Bulkheads & Circuit Breakers
Isolate failures and prevent cascading outages using proven reliability patterns.
TL;DR
Isolate failures and prevent cascading outages using proven reliability patterns. This pattern is proven in production at scale and requires thoughtful implementation, continuous tuning, and rigorous monitoring to realize its benefits.
Learning Objectives
- Understand the problem this pattern solves
- Learn when and how to apply it correctly
- Recognize trade-offs and failure modes
- Implement monitoring to validate effectiveness
- Apply the pattern in your own systems
Motivating Scenario
Your e-commerce system has checkout, recommendation, and reviews services. One day, the recommendation service slows down (database issue). Without protection:
- Checkout calls recommendation (waits 30sec, times out)
- Checkout thread blocked for 30sec
- All checkout threads exhaust (max 100)
- New checkouts rejected (HTTP 503)
- System down completely
With bulkheads (isolation):
- Checkout has 20 threads dedicated to its operations
- Recommendation calls happen in separate thread pool (10 threads)
- Recommendation slows down → only 10 threads blocked
- Checkout unaffected (has 20 threads, using only 10 for other operations)
- System degraded (no recommendations) but functional
With circuit breaker (fast failure):
- Recommendation fails multiple times
- Circuit breaker opens (stops sending requests)
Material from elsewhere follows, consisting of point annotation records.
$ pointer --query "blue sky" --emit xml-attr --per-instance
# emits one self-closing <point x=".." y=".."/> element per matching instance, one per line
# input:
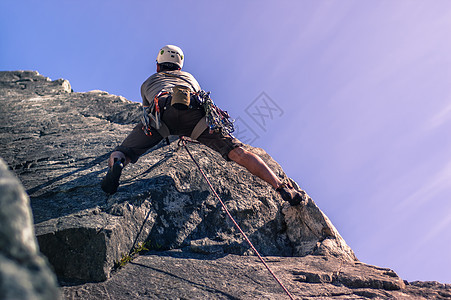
<point x="363" y="89"/>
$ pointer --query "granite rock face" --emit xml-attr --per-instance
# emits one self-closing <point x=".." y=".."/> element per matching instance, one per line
<point x="24" y="272"/>
<point x="58" y="142"/>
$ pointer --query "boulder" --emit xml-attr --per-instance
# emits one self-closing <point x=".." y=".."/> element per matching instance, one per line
<point x="59" y="142"/>
<point x="24" y="272"/>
- Checkout gets fast error ("service unavailable") instead of 30sec timeout
- Checkout can serve without recommendations
- Result: users get checkout without recommendations rather than total failure
Core Concepts
Bulkheads: Isolation Pattern
Separate resources so one failure doesn't cascade.
Thread pool bulkhead:
Service A (Checkout):
Thread Pool 1: 50 threads for checkout requests
Thread Pool 2: 10 threads for recommendation calls
Thread Pool 3: 5 threads for review calls
If recommendation service hangs, only Pool 2 threads block.
Pools 1 and 3 continue normally.
Connection pool bulkhead:
Service A:
Database Connection Pool: 20 connections (shared)
Problem: One slow query uses all 20, other requests starve
Fixed with bulkheads:
Checkout Query Pool: 10 connections reserved
Analytics Query Pool: 5 connections reserved
Reports Query Pool: 5 connections reserved
One service can't monopolize all connections.
Request queue bulkhead:
Service A:
Checkout Queue: 1000 max
Recommendation Queue: 100 max
During spike:
Checkout: uses 1000 queue slots
Recommendation: has own 100 slots, independent
Spikes in recommendation don't affect checkout queue.
Circuit Breaker: Fast Failure Pattern
Stop calling failing service, fail fast instead.
States:
Closed (normal):
- Requests flow through to service
- Failures tracked (count, rate)
Open (circuit trips when threshold exceeded):
- Requests fail immediately (no call to service)
- Service gets time to recover (no load)
- Timeout to half-open: 30 seconds
Half-Open (testing recovery):
- Allow limited requests (e.g., 1 request)
- If successful: close circuit
- If fails again: reopen circuit
Example state machine:
[Closed] -- failures > 50% or count > 10 --> [Open]
failure rate under 50% |
| (30 sec timeout)
v
[Half-Open]
|
(test request succeeds)
(test request fails)
| |
v v
[Closed] [Open]
Pattern Purpose
Bulkheads and Circuit Breakers prevent cascading failures. Bulkheads isolate resources; circuit breakers fail fast.
Key Principles
- Isolation: Resources per function; one doesn't starve others
- Fast failure: Don't hammer failing service; fail fast
- Graceful degradation: Continue with reduced function
- Recovery: Allow service time to recover before retrying
When to Use
- Microservices with external dependencies
- Need high availability (some service degradation acceptable)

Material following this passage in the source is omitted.